El tránsito de Hannah Arendt por un campo de concentración, específicamente por el campo de Gurs en Francia, muy probablemente le haya despertado el interés por el abanico de posibilidades que la condición humana permite experimentar una vez solventada la demanda de la vida biológica. No habría peor castigo en el paso por el mundo que habitamos, que padecer la condena de una vida exclusivamente orgánica. Todo lo que se construye por encima del cuerpo biológico es lo que nos define como humanos, y en la concepción de cuerpo aquí desarrollada, cabe afirmar que es a través de las acciones que lo humano se pone en juego.

La preocupación por la satisfacción de las necesidades biológicas sentencia al humano a encerrarse en las demandas de su propio cuerpo. El problema central que resalta Arendt, en su análisis sobre la condición humana y la política contemporánea, sale a la luz cuando la amenaza de padecimiento de una vida únicamente biológica se encuentra en manos de un sistema de gobierno. Aquí la violencia se transforma en una herramienta fundamental –es a través del uso de la violencia que la vida biológica se transforma en el objetivo final de todo acto de coerción. El cuerpo es el objetivo y al mismo tiempo el medio para el ejercicio de la violencia, todo depende del lugar que se ocupe en la distribución de roles en el orden político imperante. Cometer una agresión, jalar un gatillo o asentir a decisiones políticas tiránicas, en principio podrían parecer actos muy distintos. Sin embargo, tienen un objetivo en común, el ejercicio respecto del control de la vida; esto recortaría el abanico de acciones posibles y por lo tanto garantizaría una vida enmarcada dentro de ciertos actos predeterminados.

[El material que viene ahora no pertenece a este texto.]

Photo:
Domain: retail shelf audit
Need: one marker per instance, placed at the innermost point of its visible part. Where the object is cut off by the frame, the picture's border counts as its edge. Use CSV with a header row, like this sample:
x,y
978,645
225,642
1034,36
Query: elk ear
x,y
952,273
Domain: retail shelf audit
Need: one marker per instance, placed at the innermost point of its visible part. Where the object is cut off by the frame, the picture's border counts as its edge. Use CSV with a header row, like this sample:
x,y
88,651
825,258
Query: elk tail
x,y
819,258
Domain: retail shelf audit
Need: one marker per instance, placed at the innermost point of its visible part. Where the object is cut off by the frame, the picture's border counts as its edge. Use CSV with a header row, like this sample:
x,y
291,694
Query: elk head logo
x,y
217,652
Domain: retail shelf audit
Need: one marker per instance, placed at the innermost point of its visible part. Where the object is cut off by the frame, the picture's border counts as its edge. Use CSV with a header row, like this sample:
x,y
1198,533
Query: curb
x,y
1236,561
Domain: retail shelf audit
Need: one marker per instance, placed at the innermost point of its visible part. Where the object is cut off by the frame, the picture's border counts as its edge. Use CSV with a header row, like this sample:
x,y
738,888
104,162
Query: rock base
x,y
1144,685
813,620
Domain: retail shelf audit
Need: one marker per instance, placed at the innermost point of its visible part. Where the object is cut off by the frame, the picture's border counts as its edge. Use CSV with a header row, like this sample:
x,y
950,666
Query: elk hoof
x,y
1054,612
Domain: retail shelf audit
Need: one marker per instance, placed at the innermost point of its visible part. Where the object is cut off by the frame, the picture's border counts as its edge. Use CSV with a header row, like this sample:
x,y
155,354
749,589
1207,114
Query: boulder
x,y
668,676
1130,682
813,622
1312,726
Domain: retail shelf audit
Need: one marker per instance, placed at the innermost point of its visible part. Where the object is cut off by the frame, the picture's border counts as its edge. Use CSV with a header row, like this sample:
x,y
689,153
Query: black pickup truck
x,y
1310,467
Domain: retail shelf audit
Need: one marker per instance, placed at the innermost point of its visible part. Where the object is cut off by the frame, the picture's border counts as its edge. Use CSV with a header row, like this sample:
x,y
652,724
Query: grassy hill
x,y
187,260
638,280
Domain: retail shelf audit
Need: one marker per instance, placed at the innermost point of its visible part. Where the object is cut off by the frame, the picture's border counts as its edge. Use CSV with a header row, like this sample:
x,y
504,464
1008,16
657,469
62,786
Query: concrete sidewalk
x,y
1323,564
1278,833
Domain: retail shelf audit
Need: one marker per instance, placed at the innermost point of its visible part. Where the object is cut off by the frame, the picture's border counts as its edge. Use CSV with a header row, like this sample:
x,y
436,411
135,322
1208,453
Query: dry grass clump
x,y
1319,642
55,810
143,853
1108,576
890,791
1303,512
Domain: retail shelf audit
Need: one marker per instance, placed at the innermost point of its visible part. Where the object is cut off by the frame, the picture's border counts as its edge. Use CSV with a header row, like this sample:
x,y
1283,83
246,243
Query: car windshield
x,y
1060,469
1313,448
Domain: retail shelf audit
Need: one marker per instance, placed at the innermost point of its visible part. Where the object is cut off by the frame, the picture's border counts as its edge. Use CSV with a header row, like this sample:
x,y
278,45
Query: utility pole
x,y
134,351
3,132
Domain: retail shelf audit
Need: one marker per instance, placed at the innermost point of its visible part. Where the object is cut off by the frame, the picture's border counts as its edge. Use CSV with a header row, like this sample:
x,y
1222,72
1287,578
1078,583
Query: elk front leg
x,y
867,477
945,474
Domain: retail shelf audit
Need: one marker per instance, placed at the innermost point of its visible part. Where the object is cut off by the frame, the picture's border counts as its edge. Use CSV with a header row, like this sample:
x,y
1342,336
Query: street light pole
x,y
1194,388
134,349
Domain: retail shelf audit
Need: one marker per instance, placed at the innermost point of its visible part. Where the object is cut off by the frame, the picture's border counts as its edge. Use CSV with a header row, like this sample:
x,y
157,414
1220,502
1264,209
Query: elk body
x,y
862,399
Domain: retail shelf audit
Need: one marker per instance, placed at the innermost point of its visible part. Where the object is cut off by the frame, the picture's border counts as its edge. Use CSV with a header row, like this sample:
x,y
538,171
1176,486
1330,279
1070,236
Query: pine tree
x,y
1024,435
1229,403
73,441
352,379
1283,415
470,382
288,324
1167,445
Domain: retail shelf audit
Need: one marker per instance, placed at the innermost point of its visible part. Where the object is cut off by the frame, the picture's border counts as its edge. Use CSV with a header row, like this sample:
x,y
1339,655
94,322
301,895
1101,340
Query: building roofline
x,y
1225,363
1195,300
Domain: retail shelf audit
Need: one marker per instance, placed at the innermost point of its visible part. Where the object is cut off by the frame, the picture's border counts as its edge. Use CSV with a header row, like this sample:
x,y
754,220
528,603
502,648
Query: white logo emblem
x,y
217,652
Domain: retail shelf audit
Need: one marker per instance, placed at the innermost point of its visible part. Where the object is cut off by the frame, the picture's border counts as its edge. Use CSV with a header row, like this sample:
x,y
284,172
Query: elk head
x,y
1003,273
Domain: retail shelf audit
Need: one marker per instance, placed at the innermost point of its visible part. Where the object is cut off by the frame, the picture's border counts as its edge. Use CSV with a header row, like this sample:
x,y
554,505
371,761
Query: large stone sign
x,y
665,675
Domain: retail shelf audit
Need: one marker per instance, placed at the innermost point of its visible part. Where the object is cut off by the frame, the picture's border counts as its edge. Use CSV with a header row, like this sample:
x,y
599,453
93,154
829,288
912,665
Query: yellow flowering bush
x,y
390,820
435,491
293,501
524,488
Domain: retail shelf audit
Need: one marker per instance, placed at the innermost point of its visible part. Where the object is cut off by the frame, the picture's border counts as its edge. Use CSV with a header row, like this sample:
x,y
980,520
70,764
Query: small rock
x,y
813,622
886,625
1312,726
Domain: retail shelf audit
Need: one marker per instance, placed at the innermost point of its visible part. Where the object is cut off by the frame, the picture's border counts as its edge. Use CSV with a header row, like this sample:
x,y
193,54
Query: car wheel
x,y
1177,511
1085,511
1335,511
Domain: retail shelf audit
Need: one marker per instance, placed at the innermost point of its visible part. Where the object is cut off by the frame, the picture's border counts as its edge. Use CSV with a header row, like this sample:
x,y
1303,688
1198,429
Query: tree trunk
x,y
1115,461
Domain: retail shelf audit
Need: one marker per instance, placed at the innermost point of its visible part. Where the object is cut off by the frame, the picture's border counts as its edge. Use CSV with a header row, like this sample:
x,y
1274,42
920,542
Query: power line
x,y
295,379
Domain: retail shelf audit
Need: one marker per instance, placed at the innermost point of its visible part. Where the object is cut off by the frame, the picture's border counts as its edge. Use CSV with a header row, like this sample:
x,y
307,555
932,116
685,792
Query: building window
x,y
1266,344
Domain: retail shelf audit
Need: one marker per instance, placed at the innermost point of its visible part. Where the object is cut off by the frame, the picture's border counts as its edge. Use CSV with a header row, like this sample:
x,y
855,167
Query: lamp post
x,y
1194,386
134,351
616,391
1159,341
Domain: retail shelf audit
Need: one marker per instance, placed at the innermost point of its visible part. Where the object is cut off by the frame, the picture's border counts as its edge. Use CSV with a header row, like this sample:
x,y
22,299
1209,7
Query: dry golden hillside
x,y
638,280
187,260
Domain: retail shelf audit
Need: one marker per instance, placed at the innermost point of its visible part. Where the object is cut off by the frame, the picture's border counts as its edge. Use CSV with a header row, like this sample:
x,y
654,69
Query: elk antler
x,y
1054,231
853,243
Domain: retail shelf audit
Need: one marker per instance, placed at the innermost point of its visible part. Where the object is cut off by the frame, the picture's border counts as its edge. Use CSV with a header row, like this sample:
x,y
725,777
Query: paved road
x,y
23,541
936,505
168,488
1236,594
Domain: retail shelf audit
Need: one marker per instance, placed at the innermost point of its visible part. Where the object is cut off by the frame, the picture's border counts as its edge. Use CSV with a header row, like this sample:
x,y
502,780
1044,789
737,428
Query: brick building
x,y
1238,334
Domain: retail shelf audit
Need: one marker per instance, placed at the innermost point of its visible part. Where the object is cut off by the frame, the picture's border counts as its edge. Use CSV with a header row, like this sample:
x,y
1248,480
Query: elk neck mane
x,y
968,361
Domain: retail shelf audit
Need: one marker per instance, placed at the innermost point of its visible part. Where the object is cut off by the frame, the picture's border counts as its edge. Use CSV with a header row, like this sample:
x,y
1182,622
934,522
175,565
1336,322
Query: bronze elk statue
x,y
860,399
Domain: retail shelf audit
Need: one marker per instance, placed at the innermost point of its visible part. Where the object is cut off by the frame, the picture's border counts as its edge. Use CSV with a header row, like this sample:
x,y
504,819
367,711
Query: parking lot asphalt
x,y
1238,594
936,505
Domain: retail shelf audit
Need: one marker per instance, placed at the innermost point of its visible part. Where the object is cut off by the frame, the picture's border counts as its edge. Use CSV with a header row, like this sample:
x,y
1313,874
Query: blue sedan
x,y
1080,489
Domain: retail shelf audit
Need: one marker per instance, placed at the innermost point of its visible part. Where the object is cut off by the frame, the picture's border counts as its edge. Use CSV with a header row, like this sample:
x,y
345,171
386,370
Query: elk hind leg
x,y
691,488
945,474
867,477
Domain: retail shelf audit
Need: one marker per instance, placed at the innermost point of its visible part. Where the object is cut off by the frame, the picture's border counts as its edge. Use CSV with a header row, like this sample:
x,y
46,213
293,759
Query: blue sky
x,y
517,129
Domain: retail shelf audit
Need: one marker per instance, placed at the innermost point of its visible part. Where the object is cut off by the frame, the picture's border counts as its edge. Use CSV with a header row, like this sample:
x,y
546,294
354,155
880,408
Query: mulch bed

El temor por la pérdida del derecho a la vida humana en su plenitud es el motor de una inquisidora introspección que atraviesa las acciones que llevamos a cabo cotidianamente. Bajo la amenaza de una existencia meramente orgánica –similar a la animalidad–, nos envolvemos bajo el manto de acciones socialmente aceptadas que suponen cierta noción de liberación, cuando en realidad, esta liberación depende de la satisfacción de nuestras necesidades más elementales. Sólo una vez superada la condición de animal laborans, es decir, cuando dejamos de ser rehenes de las necesidades vitales de nuestro cuerpo, estaríamos en condiciones de vivir la condición humana en su plenitud. Es a través de pensadoras como Arendt que podemos identificar cuándo los sistemas políticos –los grotescos sistemas despóticos y tiránicos amparados en el uso de la violencia, pero también ciertos sistemas democráticos basados en la utilización de la violencia– llevan a cabo un uso intencionado del dominio a través del terror y de la manipulación de la naturaleza humana.